Chi era sfuggito alla persecuzione, dopo che l’Isis era stato cacciato da Manbij, Aleppo e Raqqa era tornato alle proprie case, o ciò che ne restava. Hanno provato a riprendere una vita “normale”, nonostante il peso di quanto la loro gente avesse subito. Come nel villaggio di Basoufane ad Afrin.
Ma da alcuni mesi, ancor prima dell’avvio dei bombardamenti turchi, sono riprese nell’area le incursioni di Hay’at Tahrir al-Sham, un gruppo terroristico in passato affiliato al-Qaida, riportando il terrore in questa comunità che si ritrova a vivere gli orrori del passato.
La popolazione yazida, nonostante i ripetuti genocidi subiti in varie fasi della loro storia era presente in modo maggioritario, fino al 2014, nella regione Nord dell’Iraq al confine con la Siria dove si trovano i territori da sempre abitati dalla comunità. Luoghi sacri dove ogni elemento naturale è portatore di un significato simbolico, come nel territorio di Shengal dove si trova l’omonima Montagna sacra.
Una regione solcata dal fiume Tigri, che scorre in direzione Nord/SudOvest, segnando anche una diversità geomorfologica del paesaggio: da una parte la pianura alluvionale dall’altra le alte montagne che separano l’Iraq dalla Turchia e dalla Siria. Luoghi bellissimi, dove è nata la civiltà occidentale, deturpati con la formazione di un gigantesco bacino artificiale, a pochi chilometri dalle frontiere turca e siriana, che ha sommerso difango e di acqua parte del territorio storicamente abitato dagli yazidi, un modo per cancellare definitivamente le tracce di una cultura, la storia di una comunità che nel corso dei secoli è diventata minoritaria.
La popolazione è stata costretta a trasferirsi in quartieri appositamente costruiti, privi d’identità, sfollati e ricollocati malgrado la loro volontà.
Una strategia di annientamento, dislocazione e assimilazione della popolazione curda condivisa anche dalla Turchia con il colossale progetto di dighe denominato Gap, iniziato con la realizzazione di quella denominata Ataturk.
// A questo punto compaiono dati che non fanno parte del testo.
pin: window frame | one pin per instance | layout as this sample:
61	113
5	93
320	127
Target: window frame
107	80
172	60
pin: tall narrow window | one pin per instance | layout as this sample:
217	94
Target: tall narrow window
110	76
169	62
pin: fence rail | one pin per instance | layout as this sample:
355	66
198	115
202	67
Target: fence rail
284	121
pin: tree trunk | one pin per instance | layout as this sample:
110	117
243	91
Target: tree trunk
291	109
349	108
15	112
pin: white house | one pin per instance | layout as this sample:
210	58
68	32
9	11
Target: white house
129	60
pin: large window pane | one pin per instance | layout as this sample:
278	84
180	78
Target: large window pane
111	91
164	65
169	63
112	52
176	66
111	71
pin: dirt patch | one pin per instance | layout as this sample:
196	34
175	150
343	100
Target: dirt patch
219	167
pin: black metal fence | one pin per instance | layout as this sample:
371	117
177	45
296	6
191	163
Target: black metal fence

Nonostante le persecuzioni e i soprusi questa sfortunata minoranza è riuscita a sopravvivere fino al 2014, quando con l’avvento dell’Isis la situazione è precipitata.
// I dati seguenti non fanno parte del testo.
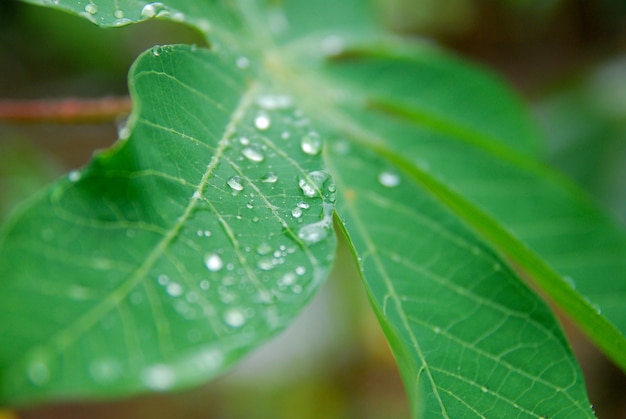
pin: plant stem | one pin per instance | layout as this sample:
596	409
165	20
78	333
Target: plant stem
65	111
A fine giugno, Abu Bakr al-Baghdadi dalla moschea al-Nuri5 di Mosul proclama lo Stato Islamico, i miliziani Daesh rafforzano la loro presenza in Iraq e nella regione yazida i coloni arabi e musulmani appoggiano, più o meno apertamente, il Califfato. Si prepara il genocidio, il racconto di una popolazione in fuga, braccata dai combattenti Daesh che conducono azioni brutali e pianificate contro la popolazione inerme che seguono il protocollo del crimine di guerra e contro l’umanità: uccidere in modo cruento, con esecuzioni di massa, infliggendo una sofferenza psicologica permanente a un’intera comunità. Niente sarà più come prima.
La persecuzione religiosa è portata avanti a tappeto contro “i figli del diavolo”, che possono salvarsi dalla morte solo con la conversione all’Islam.
Verso la comunità yazida non c’è interesse neanche da parte del governo dell’Autonomia Curda che lascerà, la notte del 3 agosto 2014, letteralmente in mano a Daesh la città di Shengal e i villaggi intorno alla Montagna sacra.
L’attacco è programmato e organizzato con la complicità di molti e portato avanti grazie all’indifferenza del mondo intero.
Oggi la popolazione a rischiare di patire di nuovo quelle sofferenze si trova ad Afrin, dove si è da subito organizzata con autodifesa e autogestione. Ma nulla può contro i raid aerei e l’avanzata delle milizie. Il suo destino è segnato. Come per il resto della gente di Afrin, soprattutto donne e bambini.
E la comunità internazionale, ancora una volta, resta a guardare.